On Baldwin’s Birthday, an Apropos Quote Gets Censored… | #NYTComments on Blog#42

I posted two comments on Paul Krugman’s Friday column on Trump and populism.

Then, in a reply to myself, as a nod to James Baldwin on the day of his birth, I posted the following quote from Cross of Redemption:

““What I’m trying to say to this country, to us, is that we must know this, we must realize this, that no other country in the world has been so fat and so sleek, and so safe, and so happy, and so irresponsible, and so dead for twenty years. For twenty years. No other country can afford to dream of a Plymouth, and a wife, and a house with a fence, and the children growing up safely to go to college and to become executivesand then to marry and have the Plymouth and the house, and so forth. A great many people do not live this way and cannot imagine it and do not know that when we talk about “democracy,” this is what we mean.””

That entire comment was removed. It’s so strange! There is nothing even vaguely controversial about the quote. In an era of waning democracy and unparalleled inequality, how much more appropriate a quote can one use? Right?

While I’m on the topic of the New York Times and commenting, here are a few tips to work the comment system.
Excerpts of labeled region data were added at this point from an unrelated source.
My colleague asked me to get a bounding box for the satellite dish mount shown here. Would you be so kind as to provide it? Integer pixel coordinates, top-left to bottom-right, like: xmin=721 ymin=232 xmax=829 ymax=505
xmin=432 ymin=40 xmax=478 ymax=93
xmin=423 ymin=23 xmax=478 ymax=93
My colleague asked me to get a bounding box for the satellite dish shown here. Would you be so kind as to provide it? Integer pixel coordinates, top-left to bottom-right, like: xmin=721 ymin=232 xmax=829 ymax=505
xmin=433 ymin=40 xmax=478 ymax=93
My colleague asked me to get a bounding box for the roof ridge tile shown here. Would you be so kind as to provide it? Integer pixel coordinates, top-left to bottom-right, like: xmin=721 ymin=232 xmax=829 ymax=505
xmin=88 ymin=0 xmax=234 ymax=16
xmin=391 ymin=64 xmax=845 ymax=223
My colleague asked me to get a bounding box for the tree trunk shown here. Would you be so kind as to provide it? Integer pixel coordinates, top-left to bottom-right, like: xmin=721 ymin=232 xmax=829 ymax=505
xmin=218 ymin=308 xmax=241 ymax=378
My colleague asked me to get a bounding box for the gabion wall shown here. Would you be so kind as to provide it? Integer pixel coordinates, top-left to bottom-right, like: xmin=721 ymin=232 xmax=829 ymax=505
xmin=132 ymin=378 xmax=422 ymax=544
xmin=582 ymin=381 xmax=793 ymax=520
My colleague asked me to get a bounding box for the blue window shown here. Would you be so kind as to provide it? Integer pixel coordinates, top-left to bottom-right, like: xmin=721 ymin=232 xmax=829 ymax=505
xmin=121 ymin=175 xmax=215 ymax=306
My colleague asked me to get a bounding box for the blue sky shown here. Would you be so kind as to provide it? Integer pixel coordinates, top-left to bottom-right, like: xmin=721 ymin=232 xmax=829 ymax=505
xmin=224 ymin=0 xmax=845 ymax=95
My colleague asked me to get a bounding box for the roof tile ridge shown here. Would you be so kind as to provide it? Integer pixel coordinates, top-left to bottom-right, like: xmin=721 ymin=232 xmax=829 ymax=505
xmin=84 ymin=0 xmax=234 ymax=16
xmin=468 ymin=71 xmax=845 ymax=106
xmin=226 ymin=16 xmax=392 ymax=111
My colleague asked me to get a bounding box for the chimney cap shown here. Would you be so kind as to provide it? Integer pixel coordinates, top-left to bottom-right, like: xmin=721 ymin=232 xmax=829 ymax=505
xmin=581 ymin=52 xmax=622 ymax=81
A lot of readers have been complaining about disappearing comments, replies to comments and recommendations that just won’t stick.

On disappearing replies:

They’re not gone.

Absolutely all replies are only visible when one clicks the time stamp link next to the poster’s name and then reloads the resulting page.

Until today, you could only see three replies to any comment either on a desktop browser or on mobile. Now, you can only see replies if you are in the “All” comments view. If you look at Readers’ Picks, you may or may not see any replies or only a portion. If you click on the timestamp, you need to reload and you will then see replies and a different number of recommendations. Absolutely all replies are only visible when one clicks the time stamp link next to the poster’s name and then reloads the resulting page.

I have no recommendations on how to get recommendations to stick. There have been many times in recent months when I’ve liked a comment I replied to and felt bad my recommendation repeatedly failed to register.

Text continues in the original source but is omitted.